Une horloge est un appareillage qui comporte des pièces mobiles qui peuvent être des roues mécaniques, des particules matérielles en mouvement, des champs électromagnétiques variables – des photons -, des particules radioactives en désintégration, etc. Pour chaque composant mobile d’une horloge, par exemple les aiguilles du cadran, le principe d’incertitude s’applique… Or, à propos d’une horloge quelconque, l’on doit connaitre le temps marqué et l’énergie pour chaque aiguille sans quoi ce ne serait pas un système classique, c’est-à-dire que ce ne serait pas un système d’enregistrement… Il est évident que le plus petit intervalle de temps qui peut être mesuré par une horloge est toujours plus grand que la limite quantique, et donc plus grand que la précision temporelle qui résulte de la relation d’incertitude pour ses parties en mouvement. On a donc la relation : plus petit intervalle de temps plus grand ou égal à h barre divisé par l’incertitude sur l’énergie du composant en mouvement.
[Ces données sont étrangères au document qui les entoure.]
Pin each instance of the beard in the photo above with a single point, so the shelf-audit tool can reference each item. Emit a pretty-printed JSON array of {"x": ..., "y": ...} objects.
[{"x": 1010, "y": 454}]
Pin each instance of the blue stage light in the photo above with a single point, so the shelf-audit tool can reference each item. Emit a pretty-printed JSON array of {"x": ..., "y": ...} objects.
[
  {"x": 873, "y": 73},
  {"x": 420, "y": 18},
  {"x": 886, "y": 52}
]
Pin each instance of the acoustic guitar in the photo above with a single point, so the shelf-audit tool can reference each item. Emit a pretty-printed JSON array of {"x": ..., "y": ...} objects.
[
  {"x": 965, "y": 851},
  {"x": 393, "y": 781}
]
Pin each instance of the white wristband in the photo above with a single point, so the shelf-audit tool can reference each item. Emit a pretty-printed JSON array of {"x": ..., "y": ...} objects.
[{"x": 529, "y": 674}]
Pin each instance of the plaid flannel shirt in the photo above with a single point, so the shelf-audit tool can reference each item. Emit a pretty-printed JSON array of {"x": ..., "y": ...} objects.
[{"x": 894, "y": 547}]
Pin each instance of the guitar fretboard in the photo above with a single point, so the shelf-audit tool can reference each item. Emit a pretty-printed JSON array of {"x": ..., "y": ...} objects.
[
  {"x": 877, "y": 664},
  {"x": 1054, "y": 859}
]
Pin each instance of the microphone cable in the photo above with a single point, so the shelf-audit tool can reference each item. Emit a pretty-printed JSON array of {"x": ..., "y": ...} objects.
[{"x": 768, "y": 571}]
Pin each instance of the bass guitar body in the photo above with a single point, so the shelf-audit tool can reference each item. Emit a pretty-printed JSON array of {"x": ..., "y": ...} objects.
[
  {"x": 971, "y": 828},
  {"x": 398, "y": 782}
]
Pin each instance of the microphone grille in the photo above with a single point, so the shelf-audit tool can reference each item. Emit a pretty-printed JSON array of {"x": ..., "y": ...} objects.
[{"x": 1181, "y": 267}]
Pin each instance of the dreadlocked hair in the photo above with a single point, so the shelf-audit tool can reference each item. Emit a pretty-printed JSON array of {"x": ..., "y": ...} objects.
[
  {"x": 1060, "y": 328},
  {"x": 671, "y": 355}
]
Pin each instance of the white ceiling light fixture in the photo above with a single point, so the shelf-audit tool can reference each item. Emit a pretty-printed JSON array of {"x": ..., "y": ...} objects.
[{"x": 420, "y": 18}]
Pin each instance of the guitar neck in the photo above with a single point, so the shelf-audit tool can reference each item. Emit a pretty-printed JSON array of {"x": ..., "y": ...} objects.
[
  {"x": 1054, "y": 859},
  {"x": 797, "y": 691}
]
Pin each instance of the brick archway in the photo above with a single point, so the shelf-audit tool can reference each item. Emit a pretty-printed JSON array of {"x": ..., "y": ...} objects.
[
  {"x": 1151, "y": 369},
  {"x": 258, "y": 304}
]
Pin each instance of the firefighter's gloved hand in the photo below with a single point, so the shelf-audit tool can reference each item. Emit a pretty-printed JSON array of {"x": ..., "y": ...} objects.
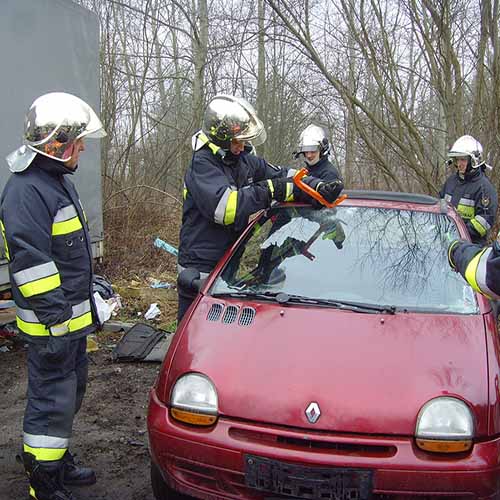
[
  {"x": 280, "y": 189},
  {"x": 451, "y": 251},
  {"x": 330, "y": 190}
]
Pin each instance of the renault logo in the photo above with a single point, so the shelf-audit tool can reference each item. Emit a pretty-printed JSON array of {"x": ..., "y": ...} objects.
[{"x": 313, "y": 412}]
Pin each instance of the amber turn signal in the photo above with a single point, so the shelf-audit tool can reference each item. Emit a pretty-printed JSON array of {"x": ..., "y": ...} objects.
[
  {"x": 439, "y": 446},
  {"x": 189, "y": 417}
]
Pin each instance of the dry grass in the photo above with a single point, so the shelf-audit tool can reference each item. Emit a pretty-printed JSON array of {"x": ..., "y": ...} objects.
[{"x": 131, "y": 261}]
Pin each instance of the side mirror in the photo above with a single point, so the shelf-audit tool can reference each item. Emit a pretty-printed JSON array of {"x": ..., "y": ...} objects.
[{"x": 190, "y": 279}]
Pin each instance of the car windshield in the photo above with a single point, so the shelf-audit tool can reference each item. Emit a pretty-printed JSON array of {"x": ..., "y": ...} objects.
[{"x": 356, "y": 255}]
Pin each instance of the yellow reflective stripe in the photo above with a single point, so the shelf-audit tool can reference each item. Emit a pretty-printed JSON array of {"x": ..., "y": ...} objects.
[
  {"x": 45, "y": 454},
  {"x": 40, "y": 286},
  {"x": 66, "y": 227},
  {"x": 465, "y": 211},
  {"x": 470, "y": 271},
  {"x": 80, "y": 322},
  {"x": 478, "y": 227},
  {"x": 35, "y": 329},
  {"x": 230, "y": 212},
  {"x": 6, "y": 247}
]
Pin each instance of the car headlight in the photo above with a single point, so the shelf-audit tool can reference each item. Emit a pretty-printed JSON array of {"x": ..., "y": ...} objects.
[
  {"x": 194, "y": 400},
  {"x": 445, "y": 425}
]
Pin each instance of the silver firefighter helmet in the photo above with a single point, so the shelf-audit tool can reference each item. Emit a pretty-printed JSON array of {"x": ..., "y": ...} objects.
[
  {"x": 53, "y": 123},
  {"x": 313, "y": 138},
  {"x": 467, "y": 146},
  {"x": 229, "y": 117}
]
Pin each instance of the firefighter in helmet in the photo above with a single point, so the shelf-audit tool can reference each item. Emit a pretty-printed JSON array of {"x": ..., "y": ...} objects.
[
  {"x": 315, "y": 148},
  {"x": 48, "y": 247},
  {"x": 469, "y": 190},
  {"x": 225, "y": 185}
]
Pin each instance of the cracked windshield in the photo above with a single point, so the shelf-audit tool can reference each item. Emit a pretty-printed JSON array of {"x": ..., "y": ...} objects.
[{"x": 361, "y": 255}]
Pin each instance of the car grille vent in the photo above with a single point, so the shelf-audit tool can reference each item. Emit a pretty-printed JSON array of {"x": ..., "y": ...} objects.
[
  {"x": 230, "y": 315},
  {"x": 246, "y": 317},
  {"x": 215, "y": 312}
]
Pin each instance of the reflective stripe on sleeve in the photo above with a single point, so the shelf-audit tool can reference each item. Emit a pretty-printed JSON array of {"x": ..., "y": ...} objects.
[
  {"x": 225, "y": 212},
  {"x": 66, "y": 221},
  {"x": 28, "y": 322},
  {"x": 6, "y": 247},
  {"x": 475, "y": 273},
  {"x": 480, "y": 224},
  {"x": 37, "y": 279}
]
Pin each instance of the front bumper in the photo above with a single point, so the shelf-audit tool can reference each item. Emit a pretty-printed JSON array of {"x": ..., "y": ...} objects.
[{"x": 210, "y": 463}]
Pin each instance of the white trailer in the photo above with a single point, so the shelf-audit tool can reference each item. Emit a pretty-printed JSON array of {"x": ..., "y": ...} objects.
[{"x": 46, "y": 46}]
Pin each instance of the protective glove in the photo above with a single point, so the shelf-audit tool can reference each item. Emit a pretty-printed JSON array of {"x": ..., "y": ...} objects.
[
  {"x": 451, "y": 251},
  {"x": 330, "y": 190},
  {"x": 281, "y": 188}
]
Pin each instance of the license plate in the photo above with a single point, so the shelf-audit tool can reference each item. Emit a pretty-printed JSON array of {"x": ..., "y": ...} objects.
[{"x": 302, "y": 482}]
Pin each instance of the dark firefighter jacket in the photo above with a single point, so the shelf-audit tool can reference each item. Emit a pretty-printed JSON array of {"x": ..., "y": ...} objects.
[
  {"x": 476, "y": 201},
  {"x": 480, "y": 266},
  {"x": 324, "y": 170},
  {"x": 48, "y": 247},
  {"x": 220, "y": 197}
]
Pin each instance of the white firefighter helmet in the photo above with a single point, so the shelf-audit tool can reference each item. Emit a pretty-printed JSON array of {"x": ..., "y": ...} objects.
[
  {"x": 53, "y": 123},
  {"x": 313, "y": 138},
  {"x": 467, "y": 146},
  {"x": 229, "y": 117}
]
Cette incertitude sur l’énergie est certainement plus petite que l’énergie totale du composant lui-même qui vaut la masse fois le carré de la vitesse de la lumière…
Qui plus est, toute horloge fournit de l’information ; il faut donc que des signaux puissent en émaner. Pour permettre ceci, l’horloge ne doit pas être un trou noir ; sa masse ne doit donc pas être plus petite que la masse de Schwarschild pour sa taille, soit inférieure ou égale au produit de la taille de l’horloge par le carré de la vitesse de la lumière divisée par la constante de gravitation universelle G. Et finalement, la taille de l’horloge doit être plus petite que le facteur vitesse de la lumière fois le plus petit intervalle de temps lui-même, pour permettre une mesure adéquate de l’intervalle de temps ; sinon les diverses pièces de l’horloge ne pourraient travailler ensemble pour afficher le même temps…
Si l’on réunit toutes ces conditions, on obtient que le plus petit intervalle de temps est plus grand ou égal au temps de Planck.
En résumé, l’on obtient la conclusion générale que les horloges ne peuvent mesurer que des intervalles de temps plus courts que le temps de Planck, et ce à partir des trois propriétés simples de toute horloge, n’avoir qu’une seule horloge (pas d’horloge avec, en paire, son antihorloge), savoir lire son cadran et qu’elle donne des informations adéquates.
On observera que cet argument est indépendant de la nature du mécanisme de l’horloge. Que celle-ci soit mue par des moyens d’ordre gravitationnel, électrique, simplement mécanique, voire nucléaire, les relations ci-dessus s’appliquent.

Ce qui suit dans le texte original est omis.